# Saturday night out in Cardiff: give me the good places to go!



## editor (Aug 22, 2012)

It looks like I might be in the 'Diff this Saturday.

What's the decent bars on a Saturday night ('decent' defined as not full of violent psychopaths/not full of beer spewing teens/not rammed full of burly bouncers).

I understand that limits my choice considerably, but I'm thinking of somewhere like Ten Foot Tall might be alright...

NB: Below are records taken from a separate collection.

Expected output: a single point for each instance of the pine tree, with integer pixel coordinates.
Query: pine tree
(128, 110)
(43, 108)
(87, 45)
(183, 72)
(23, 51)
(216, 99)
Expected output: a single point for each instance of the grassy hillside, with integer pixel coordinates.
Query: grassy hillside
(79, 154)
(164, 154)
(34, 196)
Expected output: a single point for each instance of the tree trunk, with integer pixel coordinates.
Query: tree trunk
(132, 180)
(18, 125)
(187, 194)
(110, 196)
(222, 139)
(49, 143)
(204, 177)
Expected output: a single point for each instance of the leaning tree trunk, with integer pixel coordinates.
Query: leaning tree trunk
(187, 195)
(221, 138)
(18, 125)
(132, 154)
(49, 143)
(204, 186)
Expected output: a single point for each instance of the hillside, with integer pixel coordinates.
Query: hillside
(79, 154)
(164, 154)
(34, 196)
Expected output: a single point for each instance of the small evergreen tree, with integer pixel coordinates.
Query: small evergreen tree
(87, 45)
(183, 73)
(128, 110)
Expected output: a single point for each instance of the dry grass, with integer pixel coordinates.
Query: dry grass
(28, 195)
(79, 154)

http://www.10feettallcardiff.com/


----------



## pepper78 (Aug 22, 2012)

Ten feet tall is a good shout.
Gdihw is nice on Guilford Crescent, small though so can get bit squishy. Sorry I can't for the life of me work out how to spell it.
There is also Buffalo but again gets rammed. Good outdoor area for smoking too if that's your bag. 
I'm also quite fond of The Promised Land but sometimes the clientele can be a bit 'blokey' at times.

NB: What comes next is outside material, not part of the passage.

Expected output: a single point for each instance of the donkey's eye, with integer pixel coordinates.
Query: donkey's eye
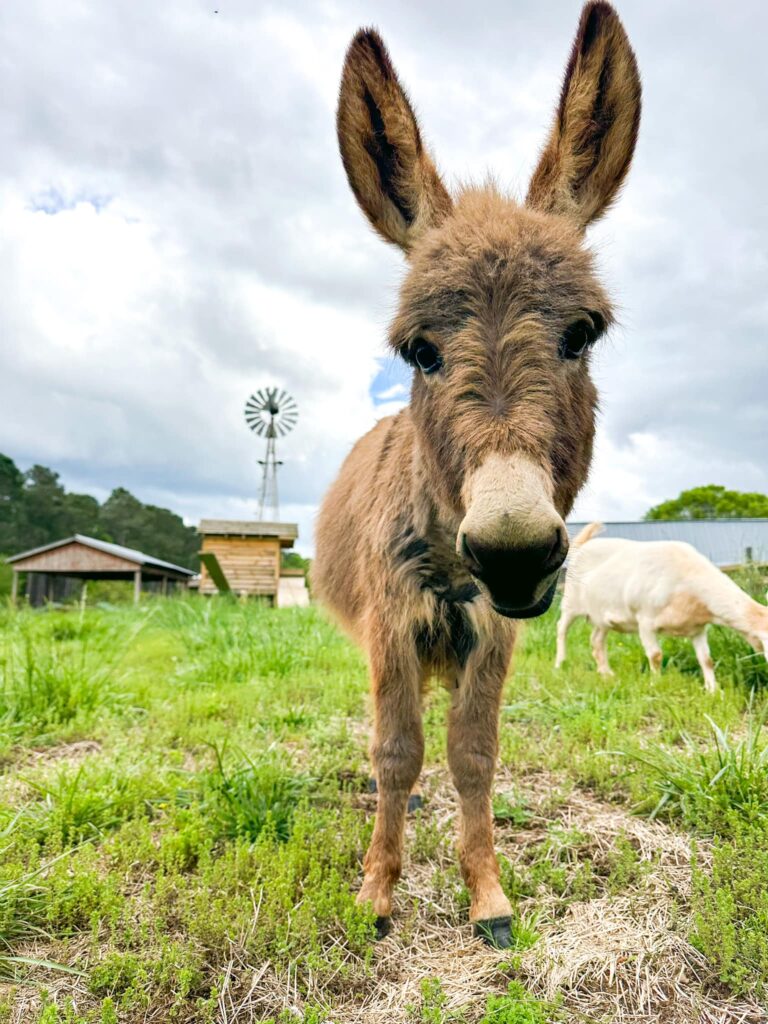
(579, 336)
(425, 356)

Also Dempseys opposite the castle is ok but not sure what its like on weekends. 

Actually I don't often venture into town on the weekend. I prefer to stay around roath. So I'm probably not the best qualified person to answer!


----------



## nogojones (Aug 22, 2012)

There's a Batucada Basics night on in Gwdihw. They normally put a good night on if you like Brazilian music and Gwdihw ain't a bad venue.

http://www.facebook.com/events/476872619004305/


----------



## ddraig (Aug 23, 2012)

you could check the Full Moon on Womanby st, is a lot busier than it used to be and does have burly bouncers but they are sound enough
plenty of other bars to leg it to if you're not feeling it
http://www.thefullmooncardiff.com/
sat is


> *Every Saturday @ The Full Moon*
> _Free Entry_
> 
> Five Dollar Shake - Every Saturday at The Full Moon! Our resident DJ Puddlefunk plays the best music to shake your arse to, from the 50s to Present Day! Expect everything from Bebop, Motown, Funk and Soul to Reggae, Ska, Hip Hop and Electro Swing!


----------



## jannerboyuk (Aug 23, 2012)

rummer, dempseys, city arms, goat major always a good circuit, city arms beers are pretty darn good these days, floyds bar for a nice poncey vibe.


----------



## JKaranka (Aug 30, 2012)

gwdihw, city arms, goat major (quieter usually!)... actually, I always find the Prince of Wales relatively quiet and you can't get better value than a Wetherspoons... you might not want to stay, though


----------



## editor (Aug 30, 2012)

Thanks for the suggestions. In the end we went on a pub crawl in Treforest (near Pontypridd)!


----------



## Supine (Sep 4, 2012)

I lived in treforest years ago. I'm now trying to remember the pubs! Otley and The Bridge were two I used to frequent


----------